Bem, estou sempre aberto a discutir, se vc quiser também.
Abraços!

Anônimo disse...

Achei muito interessante esta discussão e gostaria de fazer um breve comentário. Infelizmente a UFTM é uma das poucas universidades publicas que só podem ser acessadas por alunos, sendo assim restritas a visitantes (contribuintes) que sustentam a instituição.
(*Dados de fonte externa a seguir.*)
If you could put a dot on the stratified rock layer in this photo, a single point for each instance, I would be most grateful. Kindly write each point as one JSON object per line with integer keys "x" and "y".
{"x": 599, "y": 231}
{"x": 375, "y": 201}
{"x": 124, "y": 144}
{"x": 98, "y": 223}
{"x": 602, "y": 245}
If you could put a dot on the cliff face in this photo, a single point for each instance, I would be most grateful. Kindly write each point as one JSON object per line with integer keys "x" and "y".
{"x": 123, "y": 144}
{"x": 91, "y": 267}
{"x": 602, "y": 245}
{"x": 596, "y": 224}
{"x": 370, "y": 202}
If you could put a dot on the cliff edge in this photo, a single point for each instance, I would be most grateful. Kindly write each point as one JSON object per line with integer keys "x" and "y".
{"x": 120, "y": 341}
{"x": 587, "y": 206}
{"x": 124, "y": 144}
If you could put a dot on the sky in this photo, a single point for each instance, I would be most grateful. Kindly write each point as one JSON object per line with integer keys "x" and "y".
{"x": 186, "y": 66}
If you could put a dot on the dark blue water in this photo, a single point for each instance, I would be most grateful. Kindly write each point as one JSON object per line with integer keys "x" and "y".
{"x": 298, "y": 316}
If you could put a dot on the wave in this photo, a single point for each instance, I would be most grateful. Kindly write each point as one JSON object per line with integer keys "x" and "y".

Fernando Yonezawa disse...

Olá! Anônimo!
Não entendi bem seu argumento, mas acho que vc tbm não entendeu nada do que eu disse... talvez eu mesmo não tenha sido claro... e talvez as coisas tampouco sejam claras nesta realidade.
Bem, vamos ver se consigo me fazer esclarecer. Existem conceitos, idéias, modos de agir, formas de ação, formas de pensamento, sentimentos que são típicas de uma lógica do privado. Existem poderes que não se limitam a poderes políticos da maneira que conhecemos.
Existe a invasão da lógica capitalista e das empresas privadas em todas as instituições deste país, sejam elas públicas ou particulares. Os aparelhos de análises, os kits de testagem que vocês das ciências da saúde usam, por exemplo, são compradas pelo governo federal, mas justamente de grandes empresas do ramo.
A lógica do privado é muito mais extensa, refinada e penetrante do que imaginamos. Não sejamos ingênuos, ou despolitizados, ou pior, despreparados enquanto cidadãos, de pensarmos que só porque uma instituição é estatal não está sendo determinada em muitos momentos pelo setor privado, inclusive, como eu disse, pelos modos de pensar, agir, administrar sustentados por pessoas dos cargos gestores (reitores, diretores, pró-reitores etc.) Não há nada de interessante nisso, nada de irônico, nada para chamar de interessante com ironia. O que há é fabricação de modos de agir e gerir absolutamente corrosivos para a vida, para a democracia, para as forças dos alunos agir sobre a realidade que vivem e os constituem.

Pedro H.L. Costa disse...

Caros Fernando e Anônimos.
Para endossar o que o Fernando disse sobre a disseminação da lógica do privado, cabe Citar Hardt e Negri, quando argumentam que tal lógica mercadológica e privatista é tão absoluta , invade de tal modo todas as dimensões da vida social de maneira tão incisiva que a sua articulação se dá tal qual um império. Nada escapa, ou melhor, tudo é tentado a ser apreendido pela realidade criada no capitalismo flexivelmente monstruoso! Outro ponto crucial que acredito que deve ser repensada é a sobreposição entre "público" e "estatal". Quando reconhecemos que "o Estado" não é "o público", mas é a própria propriedade privada (ou sua lógica) se retroalimentando e se fortalecendo, fica mais evidente a tendência privatista tomada pelo bem estatal.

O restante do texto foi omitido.